Maman a pleuré en me revoyant. Elle a tâché les draps avec ses larmes. Elle a sangloté longtemps et ça m'a donné le cafard. Elle vagissait et hurlait à papa qu'il – va savoir qui, Dieu peut être – s'obstinait à lui arracher ses fils. Je lui ai murmuré de ne pas pleurer. Elle a fini par arrêter. Maman s'est coupé les cheveux tu sais. Elle est jolie comme ça. Papa ne change pas. Il n'a pas dit grand chose en me revoyant. Il avait l'air dépassé. Ca passera par le vent. J'ai l'impression qu'ils m'ont manqué. Parce que j'étais parti loin ces derniers temps, tu vois. C'est étrange de retrouver la Réalité. Ils veulent que je revienne vivre chez eux quelques temps. Peut être que oui. Peut être que non. Je suis un peu perdu. Je me sens comme un miraculé sortant d'un coma de plusieurs années. Le monde n'est plus comme hier. Il est différent. Ses gens sont différents. Ses couleurs sont différentes. Je suis différent. Aujourd'hui j'ai vu le vert de la pomme, le orange de l'affiche au dessus de la table de chevet, le gris des buildings et beaucoup de blancs. Il y avait aussi le rose du chemiser de ma psy, les cheveux bruns d'un médecin et les larmes noires des parents dans le couloir. C'est dramatique l'hôpital. Je m'y sens seul. Quand je me sens assez fort pour sortir de mon lit, je m'assois au bord de la fenêtre, j'ignore le bandage sur mon bras translucide et je regarde le parking, les voitures qui viennent et qui partent. Il a plu cette nuit, c'était agréable car je me sentais accompagné, mais la neige a disparu. Il ne reste plus que des amas sans forme et sans couleur le long des trottoirs. Je trouve ça dommage. La neige est pure, mais elle n'est plus qu'un souvenir. Bientôt le printemps sera là et on oubliera l'hiver. On s'extasiera devant les fleurs aux milles odeurs, on grimpera les collines et on dormira sous le soleil à demi voilé. Tu ne seras pas là. Tu ne verras pas le printemps cette année. Je suis désolé.

Pourtant, tu sais bien que je ne pourrais pas m'excuser toute ma vie. Tu sais bien qu'un jour je devrais arrêter de pleurer ta disparition. On le sait tous les deux et c'est tant mieux. Alors je pleure un peu aujourd'hui, et mes larmes sont douces comme l'eau d'un lac, sans plus ce sel qui piquait mes plaies à vif. Ce sont des bonnes pleurs, permet-moi donc de les faire couler. Ainsi, je serais libéré de la tristesse de t'avoir vu tomber.
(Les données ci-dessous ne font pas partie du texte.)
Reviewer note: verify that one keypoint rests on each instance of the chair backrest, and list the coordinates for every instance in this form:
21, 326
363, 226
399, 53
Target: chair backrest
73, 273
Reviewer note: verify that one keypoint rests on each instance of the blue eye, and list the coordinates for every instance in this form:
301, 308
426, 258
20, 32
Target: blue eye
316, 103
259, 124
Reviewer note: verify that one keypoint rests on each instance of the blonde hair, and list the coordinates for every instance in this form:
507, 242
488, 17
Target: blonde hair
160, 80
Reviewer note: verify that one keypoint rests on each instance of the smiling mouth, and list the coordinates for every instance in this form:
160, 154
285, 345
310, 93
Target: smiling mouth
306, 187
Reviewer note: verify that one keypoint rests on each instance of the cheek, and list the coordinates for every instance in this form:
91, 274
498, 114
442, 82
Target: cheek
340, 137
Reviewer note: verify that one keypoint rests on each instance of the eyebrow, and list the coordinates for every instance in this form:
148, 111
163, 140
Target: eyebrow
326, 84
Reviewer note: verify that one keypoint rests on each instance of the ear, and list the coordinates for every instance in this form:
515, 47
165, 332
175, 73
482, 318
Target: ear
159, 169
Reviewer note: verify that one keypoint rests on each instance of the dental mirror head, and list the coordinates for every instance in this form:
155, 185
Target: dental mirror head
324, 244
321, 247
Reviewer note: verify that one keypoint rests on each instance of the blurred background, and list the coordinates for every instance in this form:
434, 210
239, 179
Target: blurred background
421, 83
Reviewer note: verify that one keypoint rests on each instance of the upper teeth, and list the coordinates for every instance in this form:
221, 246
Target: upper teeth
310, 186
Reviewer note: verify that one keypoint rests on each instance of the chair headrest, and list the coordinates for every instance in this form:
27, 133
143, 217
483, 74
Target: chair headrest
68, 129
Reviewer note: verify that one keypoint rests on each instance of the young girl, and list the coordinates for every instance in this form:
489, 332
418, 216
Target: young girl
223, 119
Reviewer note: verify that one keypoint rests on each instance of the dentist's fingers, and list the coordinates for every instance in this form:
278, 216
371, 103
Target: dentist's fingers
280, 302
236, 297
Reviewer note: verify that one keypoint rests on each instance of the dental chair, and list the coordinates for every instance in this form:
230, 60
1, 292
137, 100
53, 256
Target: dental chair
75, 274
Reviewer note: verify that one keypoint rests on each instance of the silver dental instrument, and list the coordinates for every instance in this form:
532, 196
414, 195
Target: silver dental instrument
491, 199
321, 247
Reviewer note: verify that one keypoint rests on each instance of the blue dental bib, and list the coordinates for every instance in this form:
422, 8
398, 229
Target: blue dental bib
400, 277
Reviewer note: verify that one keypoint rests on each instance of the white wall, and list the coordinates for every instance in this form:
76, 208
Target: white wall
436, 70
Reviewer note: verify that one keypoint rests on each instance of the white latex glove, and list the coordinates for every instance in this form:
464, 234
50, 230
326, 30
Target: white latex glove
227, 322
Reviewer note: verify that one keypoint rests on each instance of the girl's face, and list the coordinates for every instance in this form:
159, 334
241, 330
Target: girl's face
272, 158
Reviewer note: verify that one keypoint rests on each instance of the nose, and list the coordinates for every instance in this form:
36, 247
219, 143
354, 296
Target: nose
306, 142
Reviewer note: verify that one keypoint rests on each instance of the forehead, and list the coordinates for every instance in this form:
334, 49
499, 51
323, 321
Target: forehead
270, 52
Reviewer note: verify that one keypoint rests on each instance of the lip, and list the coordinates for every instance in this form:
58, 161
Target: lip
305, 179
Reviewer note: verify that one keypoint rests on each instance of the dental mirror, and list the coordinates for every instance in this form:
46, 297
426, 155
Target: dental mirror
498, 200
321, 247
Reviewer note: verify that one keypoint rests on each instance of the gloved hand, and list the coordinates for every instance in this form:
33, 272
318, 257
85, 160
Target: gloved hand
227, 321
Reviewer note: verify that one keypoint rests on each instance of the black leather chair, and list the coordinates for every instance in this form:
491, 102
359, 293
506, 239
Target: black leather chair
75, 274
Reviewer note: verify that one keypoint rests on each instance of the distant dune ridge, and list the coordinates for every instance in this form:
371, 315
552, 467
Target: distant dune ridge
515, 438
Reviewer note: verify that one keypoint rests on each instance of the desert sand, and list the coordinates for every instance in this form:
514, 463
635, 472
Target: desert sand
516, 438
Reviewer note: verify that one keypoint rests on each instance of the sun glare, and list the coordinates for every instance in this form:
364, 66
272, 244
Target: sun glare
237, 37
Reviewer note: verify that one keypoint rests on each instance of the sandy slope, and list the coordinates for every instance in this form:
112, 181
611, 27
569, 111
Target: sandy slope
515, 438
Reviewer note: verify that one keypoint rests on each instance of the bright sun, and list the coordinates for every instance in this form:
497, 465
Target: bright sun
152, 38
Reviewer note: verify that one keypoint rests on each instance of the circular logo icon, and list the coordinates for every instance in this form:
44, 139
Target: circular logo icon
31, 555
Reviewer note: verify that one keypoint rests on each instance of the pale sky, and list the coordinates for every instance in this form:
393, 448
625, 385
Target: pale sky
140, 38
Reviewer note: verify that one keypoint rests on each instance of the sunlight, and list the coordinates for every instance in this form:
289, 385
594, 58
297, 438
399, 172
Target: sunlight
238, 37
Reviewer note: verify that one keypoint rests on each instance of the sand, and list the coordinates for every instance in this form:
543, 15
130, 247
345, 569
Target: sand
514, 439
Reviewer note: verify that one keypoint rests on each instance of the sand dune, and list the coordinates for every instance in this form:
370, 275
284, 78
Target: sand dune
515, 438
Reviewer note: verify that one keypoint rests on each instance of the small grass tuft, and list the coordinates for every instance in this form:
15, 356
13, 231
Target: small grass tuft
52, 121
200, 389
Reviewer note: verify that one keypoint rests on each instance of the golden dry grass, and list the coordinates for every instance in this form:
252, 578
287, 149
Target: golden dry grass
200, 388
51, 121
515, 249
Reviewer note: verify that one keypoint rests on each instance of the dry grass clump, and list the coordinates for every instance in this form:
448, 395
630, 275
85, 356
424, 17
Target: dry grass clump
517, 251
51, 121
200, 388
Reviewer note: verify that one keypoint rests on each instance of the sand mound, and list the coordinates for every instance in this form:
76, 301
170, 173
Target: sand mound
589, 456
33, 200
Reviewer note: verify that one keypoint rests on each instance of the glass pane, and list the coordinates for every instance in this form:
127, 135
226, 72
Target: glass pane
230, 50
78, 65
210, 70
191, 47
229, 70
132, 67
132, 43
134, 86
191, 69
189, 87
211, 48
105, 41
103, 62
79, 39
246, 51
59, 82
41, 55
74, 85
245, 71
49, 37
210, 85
Au fond, je me sens bien. Je m'ennuie juste un peu, tout seul, dans cette chambre vide, à observer le monde depuis le mauvais côté de la vitre. J'ai une radio à côté de mon lit et quand il n'y a personne, j'écoute l'Hiver de Vivaldi. Je commence à connaître le morceau par cœur. Je pense que tu l'aurais très bien joué. J'espère que tu le joueras dans ton ailleurs à toi, lorsque tu auras parcouru ma lettre et que tu auras pardonné mes excès d'enfant.

Regarde Abel, il ne fait plus bleu.
J'ai relâché l'Océan pernicieux.
Regarde, bientôt je volerais par dessus les formes nébuleuses,
Par dessus les lames anguleuses.
Je me sens léger.

Réalité.

Il me manque.

Sinon, je lis beaucoup. La psy me donne des livres. Ça me fait oublier le reste. Ça soulage. Ou alors je dors et je rêve de mes Nuits de pionnier. Je repense à tous les gens que j'ai rencontrés. Je rêve de lui et de tous les détails qui me viennent à l'esprit. Je me souviens de son corps tout entier, de ses mots alignés, de ses sourires et de ses larmes. Il me manque. Il n'est pas venu. Je me surprends à l'espérer, à l'attendre, à le prévoir. Mais il n'est pas plus là que ma beauté dans le miroir. Et je comprendrais qu'il ne vienne jamais. Je le pardonnerais et j'ouvrirais le livre sur les pages blanches de notre avenir, pour peut être écrire un poème long de plusieurs kilomètres. Et je ferais une route avec, pour qu'on se retrouve tout au bout. Peut être.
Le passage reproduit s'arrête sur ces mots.